Saturday, October 3, 2009

When peasants go dancing

I do not know exactly how Italian community life works and whether you join evening classes in stone polishing, English or ballroom dancing, but I have repeatedly seen public places being taken over by a group of happy hobby dancers.

It usually happens Saturday or Sunday evening at pizzerias with live music and outdoor seating. Suddenly you notice that the guests at all the other tables are not ordering neither Margheritas, nor wine and water. They just sit in the darkness on the restaurant's white plastic chairs, beating the rhythm with their high heeled gold sandals or newly shined patent leather shoes. At a sign from the keyboard player, they all get up and start to dance Latin, jitterbug, waltz or polka. They are actually quite good at it, so amateurs, who only know the steps from television, are quickly swept away. You end up feeling like an underdressed and uninvited spectator to the annual ball at the dancing school.
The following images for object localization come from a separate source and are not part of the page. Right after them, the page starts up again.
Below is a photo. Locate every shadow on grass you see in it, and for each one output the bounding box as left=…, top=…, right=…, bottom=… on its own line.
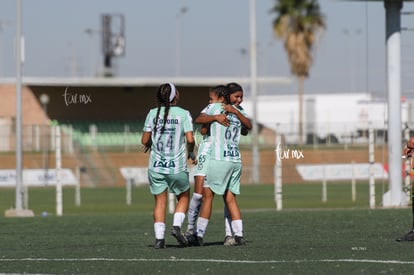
left=146, top=241, right=226, bottom=249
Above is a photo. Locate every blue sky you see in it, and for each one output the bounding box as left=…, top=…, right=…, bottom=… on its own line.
left=1, top=0, right=414, bottom=97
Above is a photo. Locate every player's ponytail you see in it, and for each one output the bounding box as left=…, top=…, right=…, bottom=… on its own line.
left=154, top=83, right=176, bottom=134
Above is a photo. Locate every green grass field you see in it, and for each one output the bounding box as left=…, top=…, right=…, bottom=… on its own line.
left=1, top=183, right=414, bottom=274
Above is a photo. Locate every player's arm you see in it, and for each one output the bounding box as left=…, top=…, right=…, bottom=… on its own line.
left=403, top=137, right=414, bottom=158
left=223, top=104, right=252, bottom=130
left=195, top=113, right=230, bottom=127
left=185, top=131, right=197, bottom=164
left=141, top=131, right=152, bottom=153
left=408, top=137, right=414, bottom=149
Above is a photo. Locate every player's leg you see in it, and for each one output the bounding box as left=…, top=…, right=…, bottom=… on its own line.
left=396, top=181, right=414, bottom=241
left=225, top=162, right=246, bottom=245
left=153, top=190, right=168, bottom=249
left=186, top=175, right=204, bottom=234
left=196, top=160, right=230, bottom=245
left=169, top=172, right=190, bottom=246
left=171, top=189, right=190, bottom=245
left=196, top=186, right=215, bottom=246
left=187, top=146, right=210, bottom=234
left=409, top=179, right=414, bottom=234
left=223, top=202, right=236, bottom=246
left=174, top=189, right=190, bottom=227
left=224, top=190, right=246, bottom=245
left=396, top=150, right=414, bottom=241
left=148, top=170, right=168, bottom=249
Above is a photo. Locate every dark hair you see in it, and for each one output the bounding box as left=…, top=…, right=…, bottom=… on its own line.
left=154, top=83, right=175, bottom=134
left=209, top=85, right=228, bottom=103
left=226, top=82, right=243, bottom=93
left=224, top=82, right=243, bottom=104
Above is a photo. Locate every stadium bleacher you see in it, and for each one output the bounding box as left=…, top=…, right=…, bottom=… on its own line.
left=59, top=120, right=144, bottom=147
left=58, top=120, right=263, bottom=147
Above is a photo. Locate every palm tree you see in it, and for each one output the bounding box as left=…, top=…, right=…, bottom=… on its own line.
left=271, top=0, right=325, bottom=145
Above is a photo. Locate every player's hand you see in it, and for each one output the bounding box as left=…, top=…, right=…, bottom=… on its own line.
left=142, top=139, right=152, bottom=153
left=188, top=152, right=197, bottom=164
left=222, top=104, right=237, bottom=114
left=403, top=147, right=413, bottom=158
left=215, top=113, right=230, bottom=127
left=403, top=137, right=414, bottom=158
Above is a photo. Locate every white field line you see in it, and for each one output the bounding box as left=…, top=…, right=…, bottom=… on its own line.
left=0, top=258, right=414, bottom=265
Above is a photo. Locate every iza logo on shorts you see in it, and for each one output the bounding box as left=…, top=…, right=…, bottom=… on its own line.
left=153, top=160, right=176, bottom=168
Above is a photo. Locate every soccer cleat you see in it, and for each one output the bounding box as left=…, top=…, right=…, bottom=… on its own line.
left=171, top=226, right=188, bottom=246
left=234, top=235, right=247, bottom=246
left=197, top=236, right=204, bottom=247
left=223, top=235, right=236, bottom=246
left=154, top=239, right=165, bottom=249
left=185, top=231, right=199, bottom=246
left=396, top=228, right=414, bottom=242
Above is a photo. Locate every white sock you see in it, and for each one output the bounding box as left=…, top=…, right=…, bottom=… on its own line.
left=224, top=217, right=233, bottom=236
left=224, top=205, right=233, bottom=236
left=154, top=222, right=165, bottom=240
left=196, top=217, right=209, bottom=238
left=187, top=193, right=203, bottom=231
left=173, top=212, right=186, bottom=228
left=231, top=219, right=243, bottom=237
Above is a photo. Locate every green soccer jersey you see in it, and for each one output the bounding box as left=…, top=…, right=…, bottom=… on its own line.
left=143, top=106, right=194, bottom=174
left=207, top=103, right=245, bottom=163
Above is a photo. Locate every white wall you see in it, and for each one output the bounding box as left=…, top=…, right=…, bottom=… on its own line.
left=242, top=93, right=408, bottom=143
left=0, top=117, right=12, bottom=151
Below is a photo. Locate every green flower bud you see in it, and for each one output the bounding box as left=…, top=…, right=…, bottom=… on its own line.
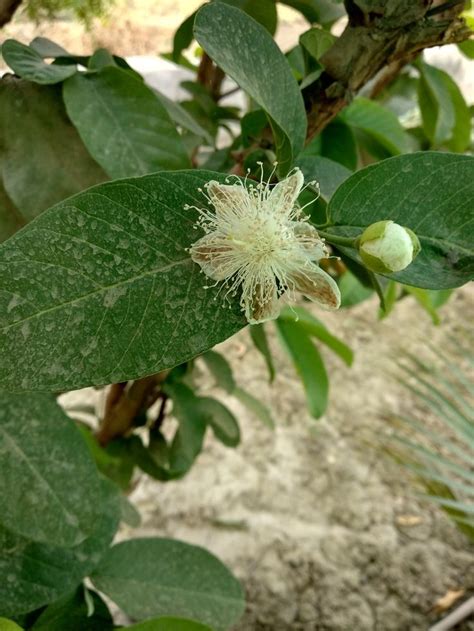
left=358, top=220, right=421, bottom=274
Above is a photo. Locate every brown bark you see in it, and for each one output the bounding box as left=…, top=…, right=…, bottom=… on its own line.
left=303, top=0, right=471, bottom=141
left=0, top=0, right=22, bottom=27
left=96, top=372, right=168, bottom=446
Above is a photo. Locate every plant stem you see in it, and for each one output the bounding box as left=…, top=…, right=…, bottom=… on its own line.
left=317, top=230, right=359, bottom=248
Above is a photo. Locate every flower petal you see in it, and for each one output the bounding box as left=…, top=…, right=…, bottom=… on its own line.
left=289, top=265, right=341, bottom=310
left=242, top=277, right=280, bottom=324
left=189, top=233, right=236, bottom=281
left=267, top=169, right=304, bottom=217
left=292, top=222, right=328, bottom=261
left=207, top=180, right=249, bottom=216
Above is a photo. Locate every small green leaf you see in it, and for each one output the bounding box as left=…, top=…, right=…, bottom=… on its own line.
left=30, top=587, right=113, bottom=630
left=88, top=48, right=116, bottom=70
left=404, top=286, right=452, bottom=325
left=0, top=170, right=246, bottom=392
left=300, top=27, right=336, bottom=60
left=279, top=306, right=353, bottom=366
left=303, top=119, right=357, bottom=171
left=126, top=618, right=214, bottom=631
left=172, top=11, right=198, bottom=62
left=199, top=397, right=240, bottom=447
left=328, top=152, right=474, bottom=289
left=249, top=323, right=275, bottom=382
left=418, top=61, right=470, bottom=152
left=29, top=37, right=70, bottom=58
left=0, top=393, right=107, bottom=547
left=165, top=382, right=207, bottom=477
left=0, top=77, right=107, bottom=220
left=276, top=318, right=328, bottom=419
left=279, top=0, right=345, bottom=25
left=1, top=40, right=77, bottom=84
left=340, top=97, right=411, bottom=155
left=201, top=350, right=236, bottom=394
left=194, top=2, right=306, bottom=172
left=90, top=538, right=245, bottom=630
left=339, top=270, right=374, bottom=308
left=233, top=387, right=275, bottom=429
left=63, top=67, right=191, bottom=179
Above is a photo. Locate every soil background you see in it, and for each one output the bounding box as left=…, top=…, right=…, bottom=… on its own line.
left=4, top=1, right=474, bottom=629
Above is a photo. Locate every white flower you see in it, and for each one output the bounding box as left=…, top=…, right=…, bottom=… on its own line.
left=187, top=166, right=341, bottom=324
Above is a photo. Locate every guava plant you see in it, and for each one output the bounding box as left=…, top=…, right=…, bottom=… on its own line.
left=0, top=0, right=473, bottom=628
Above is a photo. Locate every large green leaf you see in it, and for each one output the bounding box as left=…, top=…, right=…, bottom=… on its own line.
left=0, top=485, right=119, bottom=617
left=0, top=77, right=107, bottom=220
left=276, top=318, right=328, bottom=418
left=0, top=170, right=245, bottom=392
left=194, top=2, right=306, bottom=172
left=1, top=40, right=76, bottom=84
left=90, top=538, right=245, bottom=630
left=340, top=97, right=411, bottom=155
left=63, top=67, right=191, bottom=179
left=327, top=152, right=474, bottom=289
left=0, top=393, right=106, bottom=547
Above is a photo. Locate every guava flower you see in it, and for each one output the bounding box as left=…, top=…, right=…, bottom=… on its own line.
left=187, top=167, right=341, bottom=324
left=358, top=220, right=421, bottom=274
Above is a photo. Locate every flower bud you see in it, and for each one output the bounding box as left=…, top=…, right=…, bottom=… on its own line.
left=358, top=220, right=421, bottom=274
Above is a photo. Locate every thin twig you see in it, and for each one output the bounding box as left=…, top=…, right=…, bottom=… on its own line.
left=429, top=596, right=474, bottom=631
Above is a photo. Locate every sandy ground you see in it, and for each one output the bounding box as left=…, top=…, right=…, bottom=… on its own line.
left=4, top=1, right=474, bottom=628
left=121, top=289, right=474, bottom=631
left=63, top=287, right=474, bottom=630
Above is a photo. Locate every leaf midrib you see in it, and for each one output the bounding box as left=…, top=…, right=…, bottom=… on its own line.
left=0, top=256, right=192, bottom=334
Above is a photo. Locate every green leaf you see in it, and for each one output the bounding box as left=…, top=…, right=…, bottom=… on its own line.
left=88, top=48, right=116, bottom=70
left=198, top=397, right=240, bottom=447
left=154, top=90, right=214, bottom=145
left=0, top=620, right=23, bottom=631
left=172, top=11, right=198, bottom=62
left=28, top=36, right=70, bottom=58
left=119, top=495, right=141, bottom=528
left=249, top=323, right=275, bottom=382
left=418, top=62, right=470, bottom=152
left=221, top=0, right=278, bottom=35
left=340, top=97, right=411, bottom=155
left=327, top=152, right=474, bottom=289
left=279, top=306, right=353, bottom=366
left=126, top=618, right=214, bottom=631
left=401, top=287, right=451, bottom=325
left=338, top=270, right=374, bottom=308
left=276, top=318, right=328, bottom=418
left=0, top=393, right=107, bottom=547
left=458, top=39, right=474, bottom=59
left=165, top=382, right=207, bottom=477
left=0, top=183, right=25, bottom=243
left=0, top=484, right=119, bottom=617
left=194, top=2, right=306, bottom=172
left=30, top=587, right=113, bottom=630
left=63, top=67, right=191, bottom=179
left=201, top=350, right=236, bottom=394
left=90, top=538, right=245, bottom=630
left=279, top=0, right=345, bottom=25
left=1, top=40, right=76, bottom=84
left=233, top=387, right=275, bottom=429
left=0, top=77, right=107, bottom=220
left=296, top=155, right=351, bottom=202
left=0, top=170, right=246, bottom=392
left=303, top=119, right=357, bottom=171
left=300, top=27, right=336, bottom=61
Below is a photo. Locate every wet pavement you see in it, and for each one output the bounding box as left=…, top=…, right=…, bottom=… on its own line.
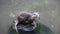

The weirdest impromptu dance performance I ever saw took place at a pizzeria in the mountains of Calabria last year. The floor of the restaurant was occupied by huge sofas, encircled by tables for eating guests. While the owner was getting the Hammond organ going, 20-30 short and work worn men and women with grey black clothes and rough hands entered the premises, and after a couple of subdued pop songs, they turned up the volume and the accordion, and suddenly all the peasants were jumping up and down in a high impact sort of line dance. Sometimes one or the other dancer dropped down in a sofa to regain his or her breath, but after a few minutes they were back on the floor, sweating and swirling in a pattern I – for one - could not quite decipher.